I have a field having the value ontwikkelingsdoelstellingen:
.
It is indexed in the solr like below
"tcngramm_X3b_nl_title":["ontwikkelingsdoelstellingen:"],
When I search for ontwikkelingsdoelstelling
, it gives me the result.
But when I search for ontwikkelingsdoelstellingen
or ontwikkelingsdoelstellinge
it does not give me the result.
I checked this in the solr admin UI as well using the Query
.
http://example.com/solr/user-owned/select?debugQuery=on&q=tcngramm_X3b_nl_title%3Aontwikkelingsdoelstelling
What is the issue here?
Updated:
I have another field in the index, tcngramm_X3b_nl_rendered_item
which has the value is a long descripton like
In uitvoering van de Duurzame Ontwikkelingsdoelstellingen
This is a part of the value.
If I search in this field tcngramm_X3b_nl_rendered_item
, ontwikkelingsdoelstellingen
, it also gives me no results
Here it works without the last two characters en
And here it does not work with the actual word.

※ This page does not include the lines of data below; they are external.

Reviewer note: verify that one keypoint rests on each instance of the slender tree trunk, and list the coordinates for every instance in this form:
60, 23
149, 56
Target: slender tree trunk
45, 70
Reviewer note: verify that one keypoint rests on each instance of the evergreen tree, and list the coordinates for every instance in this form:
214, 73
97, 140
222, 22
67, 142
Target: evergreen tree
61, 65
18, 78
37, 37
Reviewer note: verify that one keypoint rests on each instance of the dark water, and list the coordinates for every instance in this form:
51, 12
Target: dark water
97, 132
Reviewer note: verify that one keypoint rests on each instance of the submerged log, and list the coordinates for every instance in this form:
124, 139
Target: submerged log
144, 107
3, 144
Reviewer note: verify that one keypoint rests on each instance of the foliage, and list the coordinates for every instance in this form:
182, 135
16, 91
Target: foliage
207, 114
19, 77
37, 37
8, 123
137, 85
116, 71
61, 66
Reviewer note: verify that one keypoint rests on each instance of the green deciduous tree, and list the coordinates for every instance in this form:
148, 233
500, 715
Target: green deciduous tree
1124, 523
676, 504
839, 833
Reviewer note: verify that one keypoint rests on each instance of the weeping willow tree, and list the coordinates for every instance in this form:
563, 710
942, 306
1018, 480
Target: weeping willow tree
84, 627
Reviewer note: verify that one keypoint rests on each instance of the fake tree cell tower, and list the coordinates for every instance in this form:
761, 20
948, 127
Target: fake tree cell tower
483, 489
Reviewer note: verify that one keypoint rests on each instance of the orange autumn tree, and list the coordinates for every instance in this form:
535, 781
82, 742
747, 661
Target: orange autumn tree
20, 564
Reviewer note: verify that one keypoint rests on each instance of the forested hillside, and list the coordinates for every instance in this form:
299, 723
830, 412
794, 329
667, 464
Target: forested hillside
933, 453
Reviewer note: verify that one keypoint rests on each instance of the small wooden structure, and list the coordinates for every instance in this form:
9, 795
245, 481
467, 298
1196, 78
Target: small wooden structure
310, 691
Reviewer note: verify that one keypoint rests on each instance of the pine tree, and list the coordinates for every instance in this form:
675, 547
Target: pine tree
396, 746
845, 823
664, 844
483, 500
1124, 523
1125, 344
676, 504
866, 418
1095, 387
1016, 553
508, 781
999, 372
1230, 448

Ok, The issue was in the solr config files.
It was like this:
<fieldType name="text_ngram" class="solr.TextField" positionIncrementGap="100">
<analyzer type="index">
<charFilter class="solr.MappingCharFilterFactory" mapping="accents_und.txt"/>
<tokenizer class="solr.WhitespaceTokenizerFactory"/>
<filter class="solr.StopFilterFactory" ignoreCase="true" words="stopwords_und.txt"/>
<filter class="solr.WordDelimiterGraphFilterFactory" catenateNumbers="1" generateNumberParts="1" protected="protwords_und.txt" splitOnCaseChange="0" generateWordParts="1" preserveOriginal="1" catenateAll="0" catenateWords="1"/>
<filter class="solr.LengthFilterFactory" min="2" max="100"/>
<filter class="solr.LowerCaseFilterFactory"/>
<filter class="solr.RemoveDuplicatesTokenFilterFactory"/>
<filter class="solr.NGramFilterFactory" minGramSize="2" maxGramSize="25"/>
</analyzer>
<analyzer type="query">
<charFilter class="solr.MappingCharFilterFactory" mapping="accents_und.txt"/>
<tokenizer class="solr.WhitespaceTokenizerFactory"/>
<filter class="solr.LengthFilterFactory" min="2" max="100"/>
<filter class="solr.LowerCaseFilterFactory"/>
<filter class="solr.RemoveDuplicatesTokenFilterFactory"/>
</analyzer>
</fieldType>
You see the maxGramSize
is 25 and ontwikkelingsdoelstellingen
has 27 characters. So increasing the value of that attribute fixed my issue.